Abdolfattah Soltani

Name: 
Abdolfattah Soltani
Alter: 
59 Jahre (* 2. November 1953)
Beruf: 
Rechtsanwalt
Urteil: 
13 Jahre Haft
Haftort: 
Evin-Gefängnis, Teheran

Abdolfattah Soltani vertrat im Rahmen seiner Tätigkeit als Rechtsanwalt im Iran mehrfach politische Gefangene und deren Angehörige, darunter unter anderen den Journalisten Akbar Gandji, die Eltern der in Untersuchungshaft ermordeten kanadisch-iranischen Journalistin Zahra Kazemi und als einer der wenigen Anwälte die Bahai.

Im Jahre 2005 verbrachte Soltani 219 Tage im Gefängnis, davon 43 in Einzelhaft. 2006 wurde er zu fünf Jahren Haft verurteilt, vier Jahre Haft wegen der „Offenlegung vertraulicher Unterlagen“ und ein Jahr aufgrund von „Propaganda gegen das System“. Am 28. Mai 2007 wurde er von allen gegen ihn seit seiner Festnahme im Juli 2005 vorgebrachten Anklagen freigesprochen. Seither hat man ihn daran gehindert, aus dem Iran auszureisen.

Am 16. Juni 2009 wurde Soltani nach den Iranischen Präsidentschaftswahlen 2009 und den darauf folgenden Protesten in seinem Büro ohne Angabe von Gründen und ohne Haftbefehl erneut verhaftet.

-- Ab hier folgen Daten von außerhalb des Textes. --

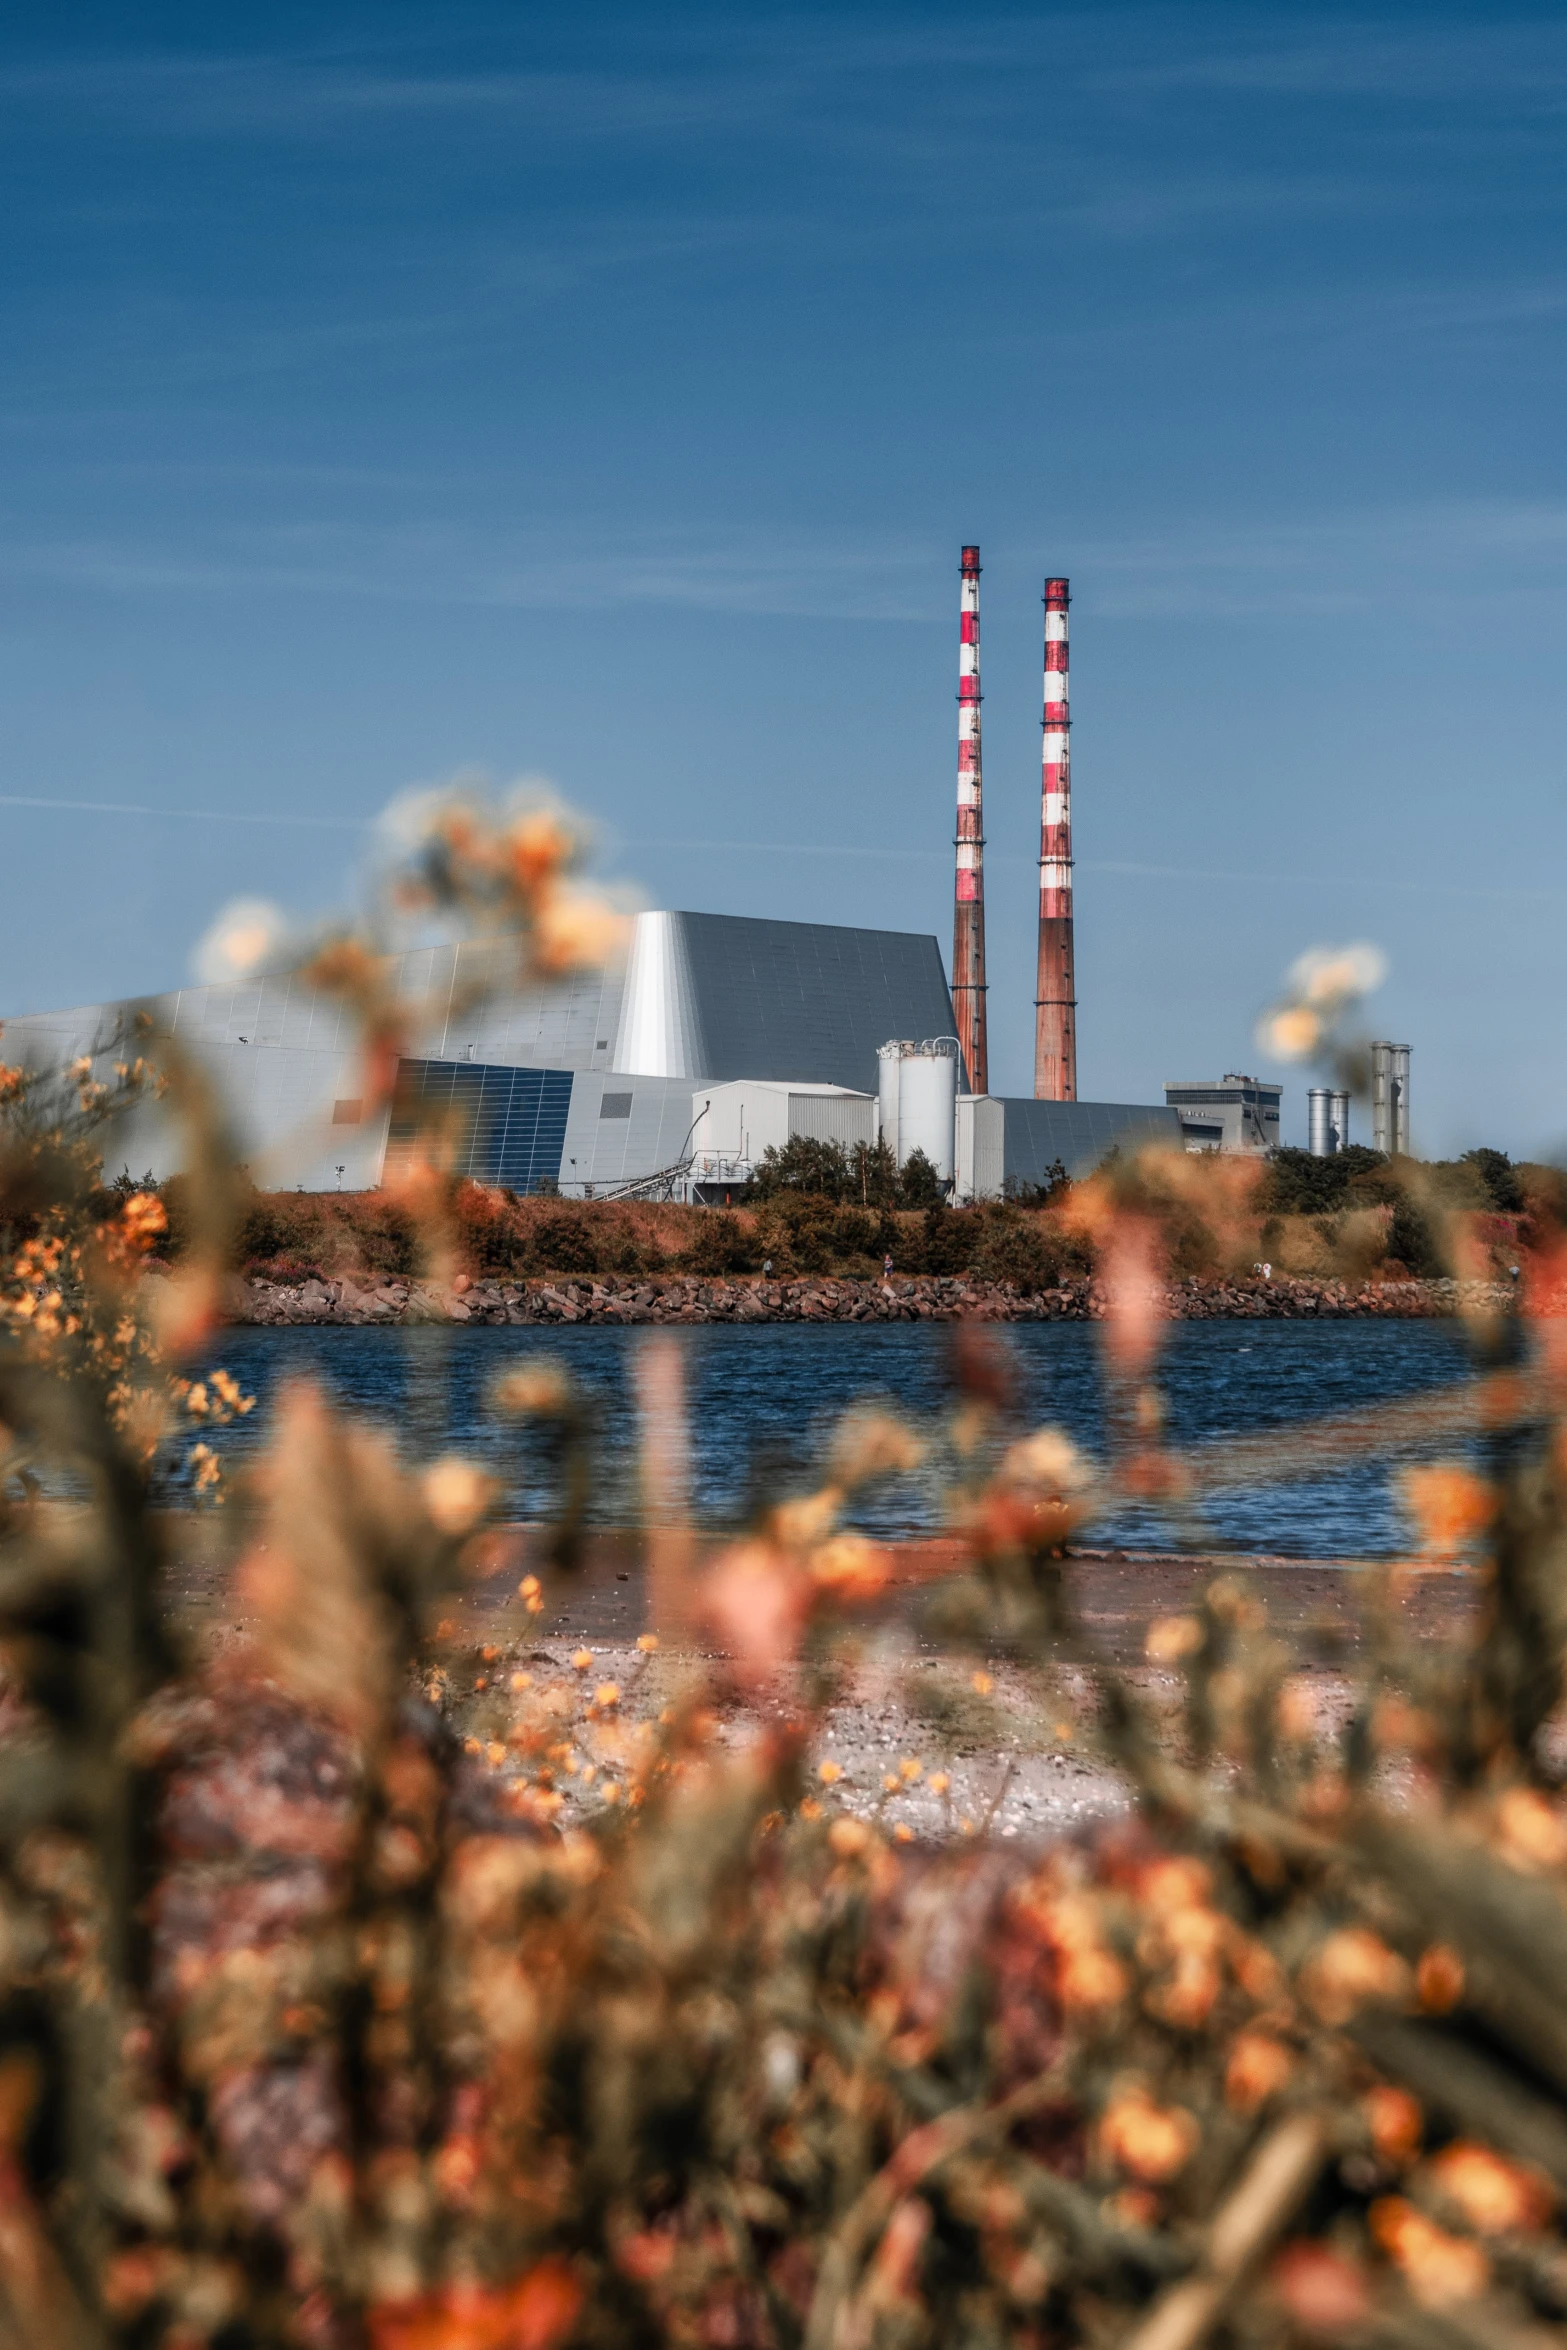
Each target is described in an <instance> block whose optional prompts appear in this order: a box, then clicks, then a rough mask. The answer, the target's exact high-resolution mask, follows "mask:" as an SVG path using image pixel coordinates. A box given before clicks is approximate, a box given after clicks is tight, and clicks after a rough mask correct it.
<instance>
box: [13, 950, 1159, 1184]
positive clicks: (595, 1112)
mask: <svg viewBox="0 0 1567 2350" xmlns="http://www.w3.org/2000/svg"><path fill="white" fill-rule="evenodd" d="M486 954H493V949H486V947H468V945H463V947H421V949H411V952H406V954H402V956H399V959H397V973H395V982H397V989H399V994H402V996H404V1001H411V1003H416V1006H423V1008H425V1018H423V1020H421V1027H418V1034H416V1036H413V1039H411V1043H413V1050H411V1053H409V1058H404V1060H402V1067H399V1074H397V1090H395V1100H392V1105H390V1112H388V1109H385V1107H383V1109H378V1112H376V1109H374V1107H371V1105H369V1102H366V1097H364V1081H362V1072H359V1046H357V1029H355V1020H352V1015H350V1013H348V1011H345V1008H343V1006H341V1003H336V1001H334V999H327V996H320V994H315V992H312V989H308V987H305V985H303V980H301V978H298V975H296V973H277V975H273V978H256V980H247V982H233V985H221V987H181V989H174V992H172V994H167V996H153V999H146V1003H141V1006H106V1003H89V1006H78V1008H75V1011H66V1013H35V1015H23V1018H16V1020H7V1022H5V1055H7V1058H9V1060H19V1062H23V1065H31V1067H40V1069H47V1067H61V1065H66V1062H70V1060H75V1058H78V1055H92V1058H94V1062H99V1067H106V1065H108V1062H113V1060H115V1058H117V1041H120V1036H122V1029H125V1018H127V1013H129V1011H136V1008H143V1011H148V1013H150V1015H153V1020H155V1022H157V1025H160V1027H162V1029H167V1032H169V1034H172V1036H174V1039H176V1041H179V1043H181V1046H183V1048H186V1050H190V1053H193V1058H195V1062H197V1065H200V1067H202V1069H204V1072H207V1074H209V1076H211V1081H214V1086H216V1093H218V1097H221V1102H223V1107H226V1112H228V1119H230V1128H233V1135H235V1144H237V1152H240V1159H242V1161H244V1163H247V1168H249V1173H251V1177H254V1180H256V1182H258V1184H261V1187H270V1189H296V1187H298V1189H303V1191H331V1189H343V1191H359V1189H374V1187H376V1184H378V1182H381V1180H383V1175H385V1168H388V1154H390V1159H392V1163H395V1159H397V1152H399V1149H404V1147H406V1144H409V1140H411V1137H413V1133H416V1128H418V1119H421V1114H425V1112H428V1109H430V1107H439V1109H449V1112H453V1114H456V1116H453V1119H451V1126H449V1133H451V1137H453V1142H451V1147H453V1149H456V1166H458V1170H460V1173H463V1175H470V1177H472V1180H475V1182H489V1184H505V1187H507V1189H512V1191H538V1189H552V1187H559V1191H561V1194H571V1196H594V1194H604V1191H618V1189H623V1187H630V1184H641V1182H648V1180H651V1177H658V1175H660V1173H663V1175H665V1177H667V1182H670V1189H674V1191H679V1194H688V1196H700V1199H712V1196H717V1187H724V1189H731V1191H733V1187H735V1184H745V1182H749V1175H752V1166H754V1161H756V1159H759V1156H761V1152H764V1149H766V1147H768V1142H778V1144H782V1142H787V1137H789V1135H794V1133H815V1135H822V1137H832V1140H841V1142H846V1144H853V1142H858V1140H867V1142H869V1140H874V1137H876V1133H879V1130H881V1105H879V1093H881V1090H883V1086H886V1079H883V1072H886V1060H883V1048H886V1046H888V1039H897V1036H914V1039H930V1048H921V1046H916V1043H907V1046H895V1048H893V1050H895V1055H897V1067H902V1065H904V1060H902V1058H904V1055H909V1060H907V1067H909V1069H912V1074H914V1079H919V1081H923V1074H926V1069H928V1067H933V1069H937V1093H940V1095H942V1097H944V1102H947V1109H949V1119H947V1135H949V1137H951V1140H949V1142H947V1149H944V1152H940V1149H937V1142H935V1137H937V1133H940V1107H935V1109H933V1107H930V1105H926V1112H923V1123H921V1126H919V1147H923V1149H926V1156H930V1159H933V1163H937V1170H940V1175H942V1177H944V1180H951V1182H954V1196H959V1199H973V1196H989V1194H994V1191H1001V1187H1003V1182H1008V1180H1010V1182H1015V1184H1020V1182H1038V1180H1043V1177H1045V1173H1048V1168H1050V1163H1052V1161H1055V1159H1062V1161H1064V1163H1067V1168H1069V1170H1076V1173H1081V1170H1083V1168H1085V1166H1090V1163H1095V1161H1097V1159H1102V1156H1104V1152H1107V1149H1109V1147H1111V1144H1116V1142H1125V1147H1135V1142H1139V1140H1146V1137H1149V1135H1151V1133H1156V1130H1165V1133H1168V1137H1170V1140H1175V1137H1177V1133H1179V1128H1177V1121H1175V1119H1172V1116H1170V1114H1168V1112H1158V1109H1146V1107H1135V1105H1092V1102H1078V1105H1043V1102H1003V1100H996V1097H982V1100H977V1102H975V1100H973V1095H968V1093H966V1090H963V1069H961V1060H959V1058H956V1043H954V1036H951V996H949V992H947V975H944V971H942V959H940V949H937V945H935V940H933V938H921V935H909V933H902V931H850V928H836V926H829V924H806V921H754V919H745V917H735V914H670V912H655V914H639V917H637V919H634V924H632V938H630V952H627V956H625V961H623V964H618V966H613V968H608V971H594V973H583V975H578V978H571V980H559V982H550V985H531V987H522V989H505V992H500V994H496V996H491V999H489V1001H484V1003H479V1006H472V1003H468V1001H465V999H468V996H470V992H472V985H475V980H477V975H479V971H482V968H484V964H482V956H486ZM937 1065H940V1067H937ZM698 1088H700V1090H698ZM954 1097H956V1102H954ZM707 1105H709V1107H707ZM1045 1112H1048V1114H1045ZM933 1119H935V1123H933ZM975 1119H977V1123H975ZM954 1128H956V1130H954ZM914 1137H916V1121H909V1123H907V1135H904V1147H902V1156H907V1152H909V1149H912V1147H916V1140H914ZM890 1140H893V1144H895V1149H897V1137H895V1133H893V1137H890ZM179 1147H181V1144H179V1130H176V1126H174V1121H172V1119H169V1116H167V1114H164V1112H162V1109H157V1107H153V1105H146V1107H141V1109H136V1112H134V1114H132V1116H129V1119H127V1123H125V1128H122V1130H120V1133H117V1137H115V1142H113V1149H115V1156H117V1159H120V1161H122V1163H125V1166H129V1168H132V1173H134V1175H141V1173H143V1170H150V1173H153V1175H157V1177H162V1175H169V1173H174V1170H176V1166H179Z"/></svg>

Der Aufenthaltsort von Soltani wurde von den iranischen Behörden zunächst geheim gehalten; Soltani wurde jede Kontaktaufnahme mit der Außenwelt verwehrt. Später wurde er in das Teheraner Evin-Gefängnis verbracht und dort in Einzelhaft festgehalten. Die Verhaftungen wurden als Zeichen massiver Unterdrückung der politischen Opposition im Iran, als deren Mitglied Soltani als Anwalt für Menschenrechte gilt, interpretiert.

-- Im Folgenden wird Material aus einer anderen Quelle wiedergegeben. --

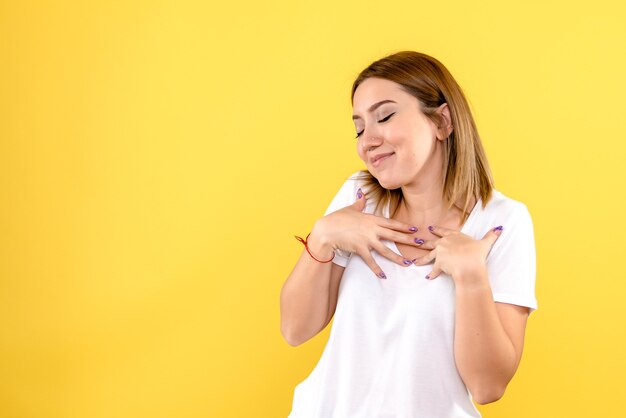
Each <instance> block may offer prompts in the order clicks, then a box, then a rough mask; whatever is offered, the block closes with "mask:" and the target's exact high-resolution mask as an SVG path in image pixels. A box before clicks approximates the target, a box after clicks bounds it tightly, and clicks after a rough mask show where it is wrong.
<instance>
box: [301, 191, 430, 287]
mask: <svg viewBox="0 0 626 418" xmlns="http://www.w3.org/2000/svg"><path fill="white" fill-rule="evenodd" d="M359 196H360V197H359ZM365 203H366V197H365V195H364V194H363V193H362V191H361V189H359V191H358V192H357V200H356V201H355V202H354V203H353V204H352V205H350V206H346V207H345V208H343V209H340V210H338V211H335V212H332V213H329V214H328V215H326V216H324V217H323V218H321V219H319V220H318V221H317V222H316V223H315V226H314V227H313V229H312V230H311V234H310V235H309V238H308V240H307V241H308V243H309V248H311V247H313V248H312V249H311V251H314V254H315V253H317V254H320V256H324V257H326V254H330V251H331V250H337V249H338V250H343V251H348V252H351V253H356V254H358V255H359V256H360V257H361V258H362V259H363V261H365V263H366V264H367V265H368V266H369V268H370V269H372V271H373V272H374V274H376V276H378V277H380V278H382V279H385V278H386V276H385V273H384V272H383V271H382V269H381V268H380V266H379V265H378V264H376V261H374V257H372V254H371V250H375V251H376V252H378V254H380V255H382V256H383V257H385V258H388V259H389V260H391V261H393V262H394V263H397V264H399V265H401V266H405V267H408V266H410V265H411V264H412V261H411V260H406V259H405V258H403V257H402V256H401V255H400V254H397V253H395V252H394V251H392V250H391V249H390V248H389V247H387V246H385V245H384V244H383V243H382V242H381V240H388V241H394V242H398V243H403V244H408V245H415V246H417V247H419V246H420V244H419V243H416V238H415V235H413V234H414V233H415V232H416V231H417V228H415V227H414V226H412V225H409V224H406V223H403V222H399V221H396V220H393V219H388V218H385V217H382V216H377V215H373V214H368V213H363V209H365Z"/></svg>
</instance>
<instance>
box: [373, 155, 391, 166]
mask: <svg viewBox="0 0 626 418" xmlns="http://www.w3.org/2000/svg"><path fill="white" fill-rule="evenodd" d="M393 154H394V153H393V152H386V153H384V154H378V155H375V156H374V157H372V158H371V159H370V162H371V163H372V165H373V166H374V167H378V165H379V164H380V163H381V162H383V161H384V160H386V159H387V158H388V157H390V156H392V155H393Z"/></svg>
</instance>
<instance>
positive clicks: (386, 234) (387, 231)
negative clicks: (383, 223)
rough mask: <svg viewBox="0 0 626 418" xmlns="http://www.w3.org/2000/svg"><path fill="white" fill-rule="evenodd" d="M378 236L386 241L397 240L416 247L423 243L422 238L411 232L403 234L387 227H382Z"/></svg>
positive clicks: (422, 243) (419, 245) (421, 244)
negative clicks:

Am 27. August 2009 wurde Soltani schließlich auf Kaution freigelassen. Als Kaution habe die Familie die Eigentumsurkunde von Soltanis Rechtsanwalts-Kanzlei hinterlegt.

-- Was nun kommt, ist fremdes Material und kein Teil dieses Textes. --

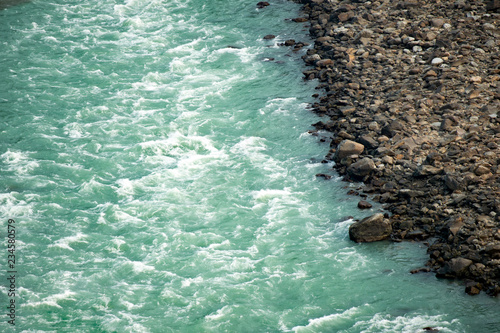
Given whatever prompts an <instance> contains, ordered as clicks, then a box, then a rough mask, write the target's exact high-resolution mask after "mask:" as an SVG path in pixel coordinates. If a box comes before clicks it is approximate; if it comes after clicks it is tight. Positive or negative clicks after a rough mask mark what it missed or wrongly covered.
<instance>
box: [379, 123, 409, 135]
mask: <svg viewBox="0 0 500 333" xmlns="http://www.w3.org/2000/svg"><path fill="white" fill-rule="evenodd" d="M403 128H404V126H403V124H402V123H401V122H400V121H399V120H394V121H393V122H391V123H390V124H389V125H387V126H385V127H383V128H382V134H383V135H386V136H388V137H389V138H392V137H393V136H395V135H396V134H397V133H398V132H399V131H402V130H403Z"/></svg>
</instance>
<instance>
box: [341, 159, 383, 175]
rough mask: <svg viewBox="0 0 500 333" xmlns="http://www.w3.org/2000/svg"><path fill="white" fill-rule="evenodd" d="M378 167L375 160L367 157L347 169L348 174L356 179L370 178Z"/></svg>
mask: <svg viewBox="0 0 500 333" xmlns="http://www.w3.org/2000/svg"><path fill="white" fill-rule="evenodd" d="M376 168H377V167H376V166H375V163H373V160H372V159H371V158H369V157H365V158H363V159H361V160H359V161H357V162H354V163H353V164H351V165H350V166H349V167H348V168H347V172H348V173H349V174H350V175H352V176H355V177H364V176H368V175H369V174H370V173H371V172H372V171H373V170H375V169H376Z"/></svg>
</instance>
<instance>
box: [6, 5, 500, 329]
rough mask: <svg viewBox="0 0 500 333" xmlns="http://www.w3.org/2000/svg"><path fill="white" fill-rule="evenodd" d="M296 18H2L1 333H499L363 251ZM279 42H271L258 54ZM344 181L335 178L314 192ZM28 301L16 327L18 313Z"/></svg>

Die iranische Regierung verweigerte Soltani am 2. Oktober 2009 am Flughafen in Teheran die Ausreise aus dem Iran zur offiziellen Preisverleihung des Internationalen Menschenrechtspreises. Am 4. Oktober 2009 wurde Soltani der Internationale Menschenrechtspreis 2009 während eines Festaktes im Opernhaus Nürnberg in Abwesenheit verliehen. Stellvertretend nahm seine Ehefrau Masoumeh Dehghan den Preis entgegen. 2012 wurde Masoumeh Dehghan hierfür von einem Gericht im Iran zu einem Jahr Gefängnis auf Bewährung und einem fünfjährigen Ausreiseverbot verurteilt, da sie anstelle ihres Mannes den Preis entgegengenommen hatte.

Verurteilung

Kurz nach den Iranischen Parlamentswahlen 2012 wurde Soltani zu 18 Jahren Haft und anschließendem Berufsverbot für 20 Jahre verurteilt. Verurteilt wurde er für die „Annahme eines ungesetzlichen Preises“, „regimefeindlicher Propaganda“, „Versammlung und Verdunklung mit systemfeindlichen Absicht“ und der „Gründung des Zentrums zum Schutz der Menschenrechte“.

In einer Berufungsverhandlung im Juni 2012 wurde die Strafe auf 13 Jahre reduziert. Ein Angebot, die Strafe weiter zu reduzieren, wenn er sich öffentlich von Ebadi distanziere, habe er laut seiner Tochter ausgeschlagen.